Right about now, you might start getting that sinking feeling if you are an Oakland or Seattle fan. I get it. Playing a team with an 85 percent win percentage (49-8-2) sucks when the rest of the league sits at 54 percent (728-612-7) in the same scenario. Someone has to do it, and, unfortunately, that someone right now is you. At the same time, it does seem unfair that the league leans right into Denver’s strengths. In 2016, the Broncos started the season off with two home games. In 2017, the Broncos started the season off with two home games. In 2018, the Broncos will start the season off with two home games.

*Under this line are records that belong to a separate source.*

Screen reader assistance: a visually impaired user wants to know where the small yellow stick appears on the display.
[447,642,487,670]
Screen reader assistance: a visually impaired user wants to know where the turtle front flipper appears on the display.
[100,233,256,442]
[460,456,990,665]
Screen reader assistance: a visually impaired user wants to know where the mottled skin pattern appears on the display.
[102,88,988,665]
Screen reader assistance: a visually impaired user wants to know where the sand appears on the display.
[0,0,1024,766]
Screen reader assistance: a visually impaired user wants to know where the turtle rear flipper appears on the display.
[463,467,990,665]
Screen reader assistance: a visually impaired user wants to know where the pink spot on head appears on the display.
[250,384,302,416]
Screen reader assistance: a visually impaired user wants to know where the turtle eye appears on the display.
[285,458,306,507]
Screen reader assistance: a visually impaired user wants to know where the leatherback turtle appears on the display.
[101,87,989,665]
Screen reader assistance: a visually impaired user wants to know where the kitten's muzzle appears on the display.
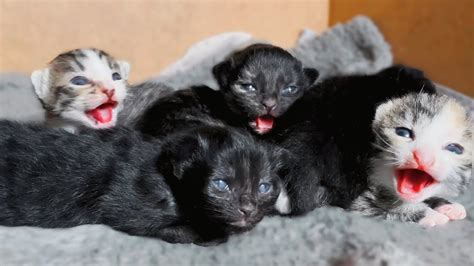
[262,98,278,114]
[239,195,257,218]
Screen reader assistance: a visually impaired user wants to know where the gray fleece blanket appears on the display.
[0,17,474,265]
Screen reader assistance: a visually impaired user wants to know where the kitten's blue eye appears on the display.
[212,179,229,191]
[258,183,271,193]
[281,86,299,96]
[445,143,464,155]
[241,83,257,92]
[112,72,122,80]
[70,76,90,86]
[395,127,413,139]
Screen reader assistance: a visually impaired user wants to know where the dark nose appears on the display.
[262,97,277,111]
[239,195,255,216]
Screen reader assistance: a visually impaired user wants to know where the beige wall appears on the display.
[0,0,329,81]
[0,0,474,96]
[329,0,474,96]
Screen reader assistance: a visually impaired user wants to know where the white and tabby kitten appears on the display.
[352,93,473,226]
[31,48,130,131]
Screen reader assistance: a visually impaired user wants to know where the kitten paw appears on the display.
[435,202,466,220]
[418,209,449,227]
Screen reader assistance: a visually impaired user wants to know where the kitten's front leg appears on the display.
[350,190,449,227]
[424,197,466,220]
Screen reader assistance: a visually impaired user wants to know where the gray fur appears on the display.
[0,17,474,266]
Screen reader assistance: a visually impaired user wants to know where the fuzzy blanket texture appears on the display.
[0,17,474,265]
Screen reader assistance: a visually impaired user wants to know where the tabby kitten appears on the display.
[0,121,281,245]
[263,66,435,215]
[31,48,130,131]
[131,44,318,136]
[351,93,473,226]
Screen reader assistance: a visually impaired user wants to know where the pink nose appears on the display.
[413,150,435,170]
[102,88,115,98]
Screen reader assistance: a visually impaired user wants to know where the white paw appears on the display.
[435,202,466,220]
[418,209,449,227]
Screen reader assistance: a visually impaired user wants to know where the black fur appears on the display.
[0,122,281,244]
[265,66,435,215]
[136,44,318,136]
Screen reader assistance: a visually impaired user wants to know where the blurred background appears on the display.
[0,0,474,97]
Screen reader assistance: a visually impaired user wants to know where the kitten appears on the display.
[264,66,435,215]
[31,49,130,131]
[134,44,318,136]
[0,121,281,245]
[351,94,473,226]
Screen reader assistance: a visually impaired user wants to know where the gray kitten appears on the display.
[213,44,319,134]
[351,93,473,226]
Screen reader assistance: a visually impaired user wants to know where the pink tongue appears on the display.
[256,116,273,134]
[396,169,435,195]
[87,104,114,124]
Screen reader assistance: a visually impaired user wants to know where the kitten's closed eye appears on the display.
[112,72,122,80]
[70,76,90,86]
[445,143,464,155]
[281,85,299,96]
[212,179,229,191]
[395,127,414,139]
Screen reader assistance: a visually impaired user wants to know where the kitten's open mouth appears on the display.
[255,115,274,134]
[395,169,437,200]
[86,101,118,124]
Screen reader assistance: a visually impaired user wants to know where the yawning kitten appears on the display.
[31,49,130,131]
[0,121,281,244]
[352,94,473,226]
[213,44,319,134]
[131,44,318,136]
[263,66,434,215]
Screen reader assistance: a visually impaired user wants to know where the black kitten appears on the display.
[265,66,435,215]
[136,44,318,136]
[0,122,281,244]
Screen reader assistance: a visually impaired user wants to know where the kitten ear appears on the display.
[303,68,319,85]
[374,100,394,121]
[31,68,50,100]
[157,136,207,180]
[212,59,233,89]
[117,60,130,80]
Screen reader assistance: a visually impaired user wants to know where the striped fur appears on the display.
[351,93,473,226]
[31,48,130,131]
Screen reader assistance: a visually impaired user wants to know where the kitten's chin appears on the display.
[395,169,439,202]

We know that the NFL’s scheduling system allows for teams to make requests. It may be that Denver’s ownership, like gamblers, were in the dark about this subject until around 2016. It should be noted, though, that the Broncos were the only team to start the season off with two home games in both 2016 and 2017, a trend they will extend to three years now. If this is an accident, it is a very rare and very convenient accident.

The question to answer now is if we should even allow a team like Denver to continue to receive, requested or not, schedules that play so strongly into such an oddly specific, but consistent, trend. Seeing “@ Denver” as your team’s opening road game should strike fear in your heart, but the NFL does not need to go out of its way to amplify the Broncos’ victims when Denver is benefiting from the football equivalent of Mario's Magic Mushroom.